Pandemic Bond untuk menjaga kemungkinan efek domino covid-19 yang ancam ekonomi.

Rep: Adinda Pryanka/ Red: Friska Yolandha
Menteri Keuangan Sri Mulyani menyebutkan, surat utang yang ditujukan untuk penanganan virus corona (Covid-19) atau Pandemic Bond bersifat below the line. Artinya, instrumen ini tidak mempengaruhi besaran defisit, sebab defisit hanya dipengaruhi oleh pendapatan dan belanja negara saja.
Foto: Antara/Puspa Perwitasari
Menteri Keuangan Sri Mulyani menyebutkan, surat utang yang ditujukan untuk penanganan virus corona (Covid-19) atau Pandemic Bond bersifat below the line. Artinya, instrumen ini tidak mempengaruhi besaran defisit, sebab defisit hanya dipengaruhi oleh pendapatan dan belanja negara saja.

REPUBLIKA.CO.ID, JAKARTA -- Menteri Keuangan Sri Mulyani menyebutkan, surat utang yang ditujukan untuk penanganan virus corona (Covid-19) atau Pandemic Bond bersifat below the line. Artinya, instrumen ini tidak mempengaruhi besaran defisit, sebab defisit hanya dipengaruhi oleh pendapatan dan belanja negara saja.

Secara garis besar, Sri mengatakan, Pandemic Bond merupakan sumber pembiayaan yang akan digunakan sebagai cadangan bagi negara untuk menghadapi efek domino dari Covid-19. "Dalam rangka jaga kemungkinan domino effect yang bisa mengancam ekonomi dan sistem keuangan kita," ujarnya dalam teleconference dengan jurnalis, Selasa (7/4).

Baca Juga

Karena bersifat below the line, Pandemic Bond tidak selalu dalam bentuk penerbitan lelang.
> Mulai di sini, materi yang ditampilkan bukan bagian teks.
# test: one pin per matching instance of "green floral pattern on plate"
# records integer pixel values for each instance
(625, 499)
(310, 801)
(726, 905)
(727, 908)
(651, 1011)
Pemerintah tengah mengkaji instrumen yang memang paling cocok agar bisa efektif dalam membantu sektor keuangan, masyarakat kecil dan dunia usaha.

Ada beberapa skema yang sudah dipertimbangkan. Salah satunya dalam bentuk Penyertaan Modal Negara (PMN) yang selama ini dimasukkan dalam neraca BUMN. Jika cara ini digunakan, pemerintah akan memberikan hasil PMN kepada Bank BUMN atau lembaga keuangan milik pemerintah. 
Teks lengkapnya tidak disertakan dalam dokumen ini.